All it took was Mark Zuckerberg hinting at the possibility of releasing a dislike button for scammers to offer early access to the non-existent feature for survey takers. Time to warn your friends and family members who are less computer-savvy than you to avoid clicking on that link!
It had to happen sometime. Bitcoin payments processor BitPay was hacked three times in December of last year, with more than 5000 bitcoins stolen. The attacker gained unauthorized access to BitPay CFO’s login credentials through phishing, and was able to transfer unauthorized transactions and request transfers from BitPay’s CEO to deposit bitcoin into a compromised account. BitPay’s insurer, Massachusetts Bay Insurance Company has declined to pay due to a technicality. Now they’re battling it out in the courtroom. Bitcoin startups take note: investing in security is the best insurance.

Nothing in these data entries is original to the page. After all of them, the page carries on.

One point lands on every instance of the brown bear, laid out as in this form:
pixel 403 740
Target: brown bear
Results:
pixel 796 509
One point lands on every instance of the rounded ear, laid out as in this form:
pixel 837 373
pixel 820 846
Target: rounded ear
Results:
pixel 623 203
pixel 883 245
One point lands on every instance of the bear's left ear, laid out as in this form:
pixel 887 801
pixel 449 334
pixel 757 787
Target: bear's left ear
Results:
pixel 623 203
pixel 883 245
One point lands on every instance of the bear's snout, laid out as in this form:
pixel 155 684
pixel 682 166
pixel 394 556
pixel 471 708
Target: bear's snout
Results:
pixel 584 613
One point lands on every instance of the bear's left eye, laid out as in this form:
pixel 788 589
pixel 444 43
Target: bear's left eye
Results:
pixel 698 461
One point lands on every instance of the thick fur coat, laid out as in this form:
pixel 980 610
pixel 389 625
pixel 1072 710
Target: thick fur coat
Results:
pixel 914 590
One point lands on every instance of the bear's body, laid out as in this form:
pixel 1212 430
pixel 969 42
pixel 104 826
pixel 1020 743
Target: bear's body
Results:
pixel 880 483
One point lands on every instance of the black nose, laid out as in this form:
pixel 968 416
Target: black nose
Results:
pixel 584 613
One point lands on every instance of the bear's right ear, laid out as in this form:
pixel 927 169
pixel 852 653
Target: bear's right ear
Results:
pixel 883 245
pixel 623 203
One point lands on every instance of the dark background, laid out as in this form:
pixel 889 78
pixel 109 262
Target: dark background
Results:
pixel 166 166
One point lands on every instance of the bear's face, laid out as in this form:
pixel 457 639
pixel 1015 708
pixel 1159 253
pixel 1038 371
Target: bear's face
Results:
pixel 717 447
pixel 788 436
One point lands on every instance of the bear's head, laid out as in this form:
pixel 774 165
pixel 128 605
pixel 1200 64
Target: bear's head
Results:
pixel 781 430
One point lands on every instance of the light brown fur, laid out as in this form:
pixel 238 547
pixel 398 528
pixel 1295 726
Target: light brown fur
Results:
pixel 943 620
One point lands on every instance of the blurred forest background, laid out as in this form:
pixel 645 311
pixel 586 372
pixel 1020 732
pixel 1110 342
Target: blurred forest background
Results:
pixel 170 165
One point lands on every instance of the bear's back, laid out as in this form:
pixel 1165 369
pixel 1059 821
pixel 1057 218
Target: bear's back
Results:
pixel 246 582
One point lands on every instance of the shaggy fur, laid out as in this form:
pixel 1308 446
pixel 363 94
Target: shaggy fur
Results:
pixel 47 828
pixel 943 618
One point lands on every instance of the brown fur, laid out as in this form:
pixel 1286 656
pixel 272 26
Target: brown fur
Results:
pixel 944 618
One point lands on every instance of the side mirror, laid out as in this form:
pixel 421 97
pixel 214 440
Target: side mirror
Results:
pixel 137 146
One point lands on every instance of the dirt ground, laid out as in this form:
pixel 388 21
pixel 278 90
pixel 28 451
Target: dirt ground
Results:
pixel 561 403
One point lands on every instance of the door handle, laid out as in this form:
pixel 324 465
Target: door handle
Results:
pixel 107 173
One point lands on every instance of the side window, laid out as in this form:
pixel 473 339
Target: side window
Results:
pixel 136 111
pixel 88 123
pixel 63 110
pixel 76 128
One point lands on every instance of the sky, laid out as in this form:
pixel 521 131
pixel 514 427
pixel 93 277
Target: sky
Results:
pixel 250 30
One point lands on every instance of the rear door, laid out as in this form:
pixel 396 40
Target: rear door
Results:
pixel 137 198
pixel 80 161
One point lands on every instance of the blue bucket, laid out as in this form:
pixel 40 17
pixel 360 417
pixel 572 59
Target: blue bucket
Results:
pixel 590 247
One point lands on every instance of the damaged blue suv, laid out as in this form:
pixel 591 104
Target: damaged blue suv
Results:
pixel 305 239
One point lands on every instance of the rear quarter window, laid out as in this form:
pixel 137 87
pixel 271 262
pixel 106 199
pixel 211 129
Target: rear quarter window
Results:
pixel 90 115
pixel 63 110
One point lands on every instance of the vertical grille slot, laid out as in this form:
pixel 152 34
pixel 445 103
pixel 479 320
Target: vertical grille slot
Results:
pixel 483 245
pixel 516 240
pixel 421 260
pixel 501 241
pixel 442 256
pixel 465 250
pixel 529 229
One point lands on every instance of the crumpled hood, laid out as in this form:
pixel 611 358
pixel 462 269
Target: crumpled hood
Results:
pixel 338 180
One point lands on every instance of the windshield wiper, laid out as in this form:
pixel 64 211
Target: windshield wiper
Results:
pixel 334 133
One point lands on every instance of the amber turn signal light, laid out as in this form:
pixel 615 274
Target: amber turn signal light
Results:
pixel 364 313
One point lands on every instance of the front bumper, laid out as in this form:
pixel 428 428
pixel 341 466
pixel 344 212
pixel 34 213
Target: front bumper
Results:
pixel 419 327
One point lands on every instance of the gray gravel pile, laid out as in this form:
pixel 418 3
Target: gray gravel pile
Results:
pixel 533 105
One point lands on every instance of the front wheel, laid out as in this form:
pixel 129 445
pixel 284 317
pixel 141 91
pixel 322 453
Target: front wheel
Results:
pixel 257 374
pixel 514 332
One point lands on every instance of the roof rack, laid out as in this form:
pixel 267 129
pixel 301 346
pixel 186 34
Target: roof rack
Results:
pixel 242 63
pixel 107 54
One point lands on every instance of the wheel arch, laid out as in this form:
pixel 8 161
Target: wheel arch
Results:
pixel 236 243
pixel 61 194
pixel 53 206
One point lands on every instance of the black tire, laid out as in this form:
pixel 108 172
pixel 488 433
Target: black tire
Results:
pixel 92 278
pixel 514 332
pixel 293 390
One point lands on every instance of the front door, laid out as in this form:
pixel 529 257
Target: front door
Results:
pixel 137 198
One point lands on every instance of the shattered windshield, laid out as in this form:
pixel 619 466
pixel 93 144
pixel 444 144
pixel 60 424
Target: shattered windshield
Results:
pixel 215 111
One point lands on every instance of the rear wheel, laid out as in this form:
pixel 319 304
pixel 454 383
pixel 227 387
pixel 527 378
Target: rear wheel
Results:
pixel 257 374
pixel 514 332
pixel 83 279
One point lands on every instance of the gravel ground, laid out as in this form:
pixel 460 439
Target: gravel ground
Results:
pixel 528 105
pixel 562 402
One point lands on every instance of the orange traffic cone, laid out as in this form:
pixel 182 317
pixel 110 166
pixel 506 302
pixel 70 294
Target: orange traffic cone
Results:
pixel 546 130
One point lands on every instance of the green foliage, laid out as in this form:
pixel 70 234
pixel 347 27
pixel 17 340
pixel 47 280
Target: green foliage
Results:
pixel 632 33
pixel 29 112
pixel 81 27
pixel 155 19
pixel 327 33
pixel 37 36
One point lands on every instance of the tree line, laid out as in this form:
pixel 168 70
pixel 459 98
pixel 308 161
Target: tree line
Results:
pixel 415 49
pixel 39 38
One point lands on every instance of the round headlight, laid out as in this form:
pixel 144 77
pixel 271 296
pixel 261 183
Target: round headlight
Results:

The Memphis Police Department may be the latest law enforcement agency to start using stingray tracking devices, though it did not confirm or deny its present or planned use of the powerful surveillance technology. When asked, MPD spokesperson Karen Rudolph simply stated that they “are not at liberty to discuss how technology is used to enhance our ability to address crime.”
Google: 2, Anti-Virus Companies: 0
It’s been a bad couple of weeks for anti-virus companies. First, Google caught security company Symantec issuing rogue Google certificates during an internal testing process. The employees responsible were fired. Next, Google Project Zero security researcher Tavis Ormandy revealed more Kaspersky zero day vulnerabilities he had dug up. The bugs disclosed have been fixed, but Ormandy has found more remote code execution vulnerabilities which he will reveal once the fixes are released. Kaspersky clearly did not follow industry best practices. It had even disabled /GS, which if enabled would have prevented some buffer overflows (a frequent attack vector) , and it did not run its unpacker in a sandbox, so vulnerabilities in its unpackers led to full compromise.
The copyright to the actual “Happy Birthday” melody expired in 1949, but Warner/Chappell Music has been demanding licensing fees for the use of the lyrics, despite the fact that they’re literally just repeating “happy birthday” over and over again. But on Tuesday, a judge ruled that the music publishing company doesn’t actually hold copyright for the words. Although “Happy Birthday” still isn’t in the public domain, it’s considered an orphan work, so the lyrics are still copyrighted by an unknown owner. As long as a new purported owner doesn’t pop out of the woodwork, we can sing the words to “Happy Birthday” without paying anything. Whew.